Don Shay : There must be tricks of the trade to create suspense and terror, I presume your background in, in commercials probably kind of helped you in the area your kind of manipulating the audience

Ridley Scott: You know what, the most important thing to do is to not employ tricks, in effect, if you're doing a horror movie, you know, is to disregard the tricks that have been employed before because that's what your doing, you're doing repetition, and so it's trying to always look back inside yourself, the same as if you're writing a script, if you're writing a screenplay, if you're writing a book, you know the best of those elements come from looking back inside yourself to find out what you think, you know, and trying to put that in film.
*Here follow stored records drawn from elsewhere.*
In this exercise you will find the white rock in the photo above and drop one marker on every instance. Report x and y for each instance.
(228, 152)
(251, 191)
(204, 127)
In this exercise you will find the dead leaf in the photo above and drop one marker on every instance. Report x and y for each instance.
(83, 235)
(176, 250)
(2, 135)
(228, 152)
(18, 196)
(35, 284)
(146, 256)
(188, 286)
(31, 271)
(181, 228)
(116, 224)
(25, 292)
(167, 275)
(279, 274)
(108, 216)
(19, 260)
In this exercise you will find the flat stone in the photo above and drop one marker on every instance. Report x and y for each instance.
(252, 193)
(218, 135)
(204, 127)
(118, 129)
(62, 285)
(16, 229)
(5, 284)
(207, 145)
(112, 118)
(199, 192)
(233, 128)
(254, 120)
So that's to do with being how personal can you get making a film,

Don Shay: Right

Ridley Scott: You know,

Don Shay: What do you find personally frightening, and were you able to incorporate that into the film?

Chung Qai, chinese demon
Ridley Scott: Well I had to look into it, I mean I had to look into it myself, and say, oh yeh, you know, what frightens me. So I started looking at a lot of,films, horror films which were good ones. I think one of the great horror movies is the Exorcist, yuh, and I always talked and played with the idea of, the absolutes of good and evil, right and if the alien is really, what was it? Was it the face of the devil,  was it the face of the demon, because if you look at historical manuscripts and engravings, pictures, from wherever they come from, whether it's China, whether it's Europe, whatever the nationality, there's a kind of continuity of the idea of the perception of the demon, as there is about the dragon, right, so it's like taking off the mystical aspects of it and saying "it's nothing to do with that. It's a Mar..., no, Martian, Mars is not far away enough. It's a biological fact, it's a biological creature, and it's been here before. Exorcist for me was the biggest lesson, I just kept looking at and looking at it, and looking at the class that you've got involved in making the movie, you know

Don Shay: Alien was your second film , you've now done I believe six ,

Ridley Scott: Yep

Don Shay: How you do feel about it in retrospect, er, how does it stand up in your own mind?

Ridley Scott: Alien?

Don Shay : Alien

Ridley Scott: Ah,  well you get so far separated from it now now, it's like you didn't make it. But err yeah, it's a good movie. (Don chuckles) It's a good film, I'm very pleased with it.